Valcyte definitely suppresses/modulates the immune system in a very blunt way. Doing so many CBCs w/ diff during my first course (over 1 year) I always saw that it pushed my WBC and while blood cell differential numbers down, including lymphocytes (which incl. B cells). This would definitely suppress autoimmunity too. And, like most people who've taken it, I didn't have any major symptom improvement until well over a year of taking it.

The thing though is that Valcyte is such a blunt instrument when it comes to dealing with autoimmunity, it's just toxic to white blood cells and reduces autoimmunity as a side effect.

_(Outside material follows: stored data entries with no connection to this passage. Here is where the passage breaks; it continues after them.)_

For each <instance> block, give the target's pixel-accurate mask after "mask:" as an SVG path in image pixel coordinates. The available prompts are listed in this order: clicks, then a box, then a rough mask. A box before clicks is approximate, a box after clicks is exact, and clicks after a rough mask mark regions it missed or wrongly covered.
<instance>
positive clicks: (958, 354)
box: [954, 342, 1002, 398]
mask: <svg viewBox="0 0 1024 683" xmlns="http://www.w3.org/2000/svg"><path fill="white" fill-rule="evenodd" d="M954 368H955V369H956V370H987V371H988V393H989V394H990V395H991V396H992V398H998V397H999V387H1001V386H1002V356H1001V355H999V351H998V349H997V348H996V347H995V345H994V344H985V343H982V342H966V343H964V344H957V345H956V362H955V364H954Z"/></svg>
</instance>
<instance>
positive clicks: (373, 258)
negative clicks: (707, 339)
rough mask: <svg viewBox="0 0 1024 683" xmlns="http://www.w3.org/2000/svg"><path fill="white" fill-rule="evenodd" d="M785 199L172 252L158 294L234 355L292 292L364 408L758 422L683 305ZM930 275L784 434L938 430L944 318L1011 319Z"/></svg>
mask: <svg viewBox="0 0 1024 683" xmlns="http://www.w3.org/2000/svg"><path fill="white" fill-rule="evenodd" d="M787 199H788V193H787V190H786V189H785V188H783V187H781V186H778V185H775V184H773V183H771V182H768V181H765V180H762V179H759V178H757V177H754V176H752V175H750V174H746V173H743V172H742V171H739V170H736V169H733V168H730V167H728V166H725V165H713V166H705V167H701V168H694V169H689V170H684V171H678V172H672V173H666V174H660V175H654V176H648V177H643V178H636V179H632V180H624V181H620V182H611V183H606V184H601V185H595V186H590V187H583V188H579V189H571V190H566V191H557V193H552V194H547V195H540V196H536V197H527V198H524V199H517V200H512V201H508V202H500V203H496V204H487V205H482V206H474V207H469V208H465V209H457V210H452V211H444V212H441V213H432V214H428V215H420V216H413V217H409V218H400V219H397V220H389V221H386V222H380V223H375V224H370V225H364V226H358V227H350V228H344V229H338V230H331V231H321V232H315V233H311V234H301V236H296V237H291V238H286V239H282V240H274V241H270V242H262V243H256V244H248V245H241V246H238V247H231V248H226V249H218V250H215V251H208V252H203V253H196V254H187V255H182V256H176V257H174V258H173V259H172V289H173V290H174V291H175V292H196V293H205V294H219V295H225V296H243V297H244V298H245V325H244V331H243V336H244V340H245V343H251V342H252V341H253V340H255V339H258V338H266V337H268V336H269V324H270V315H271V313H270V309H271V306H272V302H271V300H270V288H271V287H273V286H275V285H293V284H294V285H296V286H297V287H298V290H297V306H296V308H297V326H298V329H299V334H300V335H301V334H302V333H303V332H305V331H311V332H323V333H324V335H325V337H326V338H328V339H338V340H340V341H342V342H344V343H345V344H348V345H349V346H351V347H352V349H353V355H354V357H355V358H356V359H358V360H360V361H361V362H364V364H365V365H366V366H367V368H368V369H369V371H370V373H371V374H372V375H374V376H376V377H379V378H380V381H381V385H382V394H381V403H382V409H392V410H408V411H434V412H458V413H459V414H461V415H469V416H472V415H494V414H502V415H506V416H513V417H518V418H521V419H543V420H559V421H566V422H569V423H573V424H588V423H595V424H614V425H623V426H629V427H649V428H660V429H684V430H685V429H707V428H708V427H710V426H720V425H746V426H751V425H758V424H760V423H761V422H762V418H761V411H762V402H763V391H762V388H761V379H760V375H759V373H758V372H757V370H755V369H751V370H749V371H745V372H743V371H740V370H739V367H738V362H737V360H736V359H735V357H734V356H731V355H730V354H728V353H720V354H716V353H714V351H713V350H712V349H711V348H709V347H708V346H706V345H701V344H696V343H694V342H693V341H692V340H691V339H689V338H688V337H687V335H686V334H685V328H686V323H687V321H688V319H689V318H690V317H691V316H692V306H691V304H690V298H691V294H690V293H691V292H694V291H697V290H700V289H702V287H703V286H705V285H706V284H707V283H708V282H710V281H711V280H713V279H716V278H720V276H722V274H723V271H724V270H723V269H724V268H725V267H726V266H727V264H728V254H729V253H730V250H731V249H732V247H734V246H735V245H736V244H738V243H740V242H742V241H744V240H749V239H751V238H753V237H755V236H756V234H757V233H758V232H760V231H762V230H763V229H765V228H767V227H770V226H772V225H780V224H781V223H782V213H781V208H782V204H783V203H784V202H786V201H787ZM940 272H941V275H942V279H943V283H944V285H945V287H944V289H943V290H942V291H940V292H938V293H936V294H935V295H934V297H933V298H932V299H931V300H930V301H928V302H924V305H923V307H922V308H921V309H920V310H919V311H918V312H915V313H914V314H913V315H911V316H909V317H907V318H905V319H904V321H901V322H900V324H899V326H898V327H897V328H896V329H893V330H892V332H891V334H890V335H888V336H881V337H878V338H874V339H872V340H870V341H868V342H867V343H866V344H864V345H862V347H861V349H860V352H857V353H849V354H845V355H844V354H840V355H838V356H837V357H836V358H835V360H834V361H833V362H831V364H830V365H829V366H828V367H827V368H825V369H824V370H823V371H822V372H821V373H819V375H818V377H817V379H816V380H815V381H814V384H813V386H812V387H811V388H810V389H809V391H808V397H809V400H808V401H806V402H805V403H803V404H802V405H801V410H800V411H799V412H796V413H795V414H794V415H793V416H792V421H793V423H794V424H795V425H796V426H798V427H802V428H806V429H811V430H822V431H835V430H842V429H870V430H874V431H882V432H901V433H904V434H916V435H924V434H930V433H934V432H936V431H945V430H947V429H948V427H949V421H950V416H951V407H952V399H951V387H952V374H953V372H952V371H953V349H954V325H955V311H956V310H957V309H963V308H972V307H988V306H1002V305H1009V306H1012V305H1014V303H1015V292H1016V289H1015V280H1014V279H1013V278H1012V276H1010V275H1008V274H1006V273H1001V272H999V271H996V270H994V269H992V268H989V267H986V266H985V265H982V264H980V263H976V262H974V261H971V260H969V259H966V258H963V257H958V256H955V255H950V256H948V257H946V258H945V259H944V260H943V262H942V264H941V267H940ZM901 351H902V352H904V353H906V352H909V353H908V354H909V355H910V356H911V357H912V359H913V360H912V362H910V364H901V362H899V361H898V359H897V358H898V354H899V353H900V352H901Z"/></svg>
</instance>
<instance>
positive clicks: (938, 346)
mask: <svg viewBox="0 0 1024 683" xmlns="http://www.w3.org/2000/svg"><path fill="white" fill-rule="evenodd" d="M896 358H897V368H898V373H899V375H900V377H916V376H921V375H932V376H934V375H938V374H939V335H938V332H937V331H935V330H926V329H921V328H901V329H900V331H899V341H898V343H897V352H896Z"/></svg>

Would be much nicer to have a targeted therapy!
 
Last edited:

IreneF

Senior Member
Messages
1,552
Location
San Francisco
I saw Dr. Montoya today and asked him whether the improvements I've been experiencing were due to anti-viral or anti-inflammatory effects. He says he doesn't know.

He's trying to get funding for brain-scan studies, to look for more evidence of structural abnormalities in the brain, which may be linked to inflammation. He is also wondering if too many crashes might cause permanent tissue damage.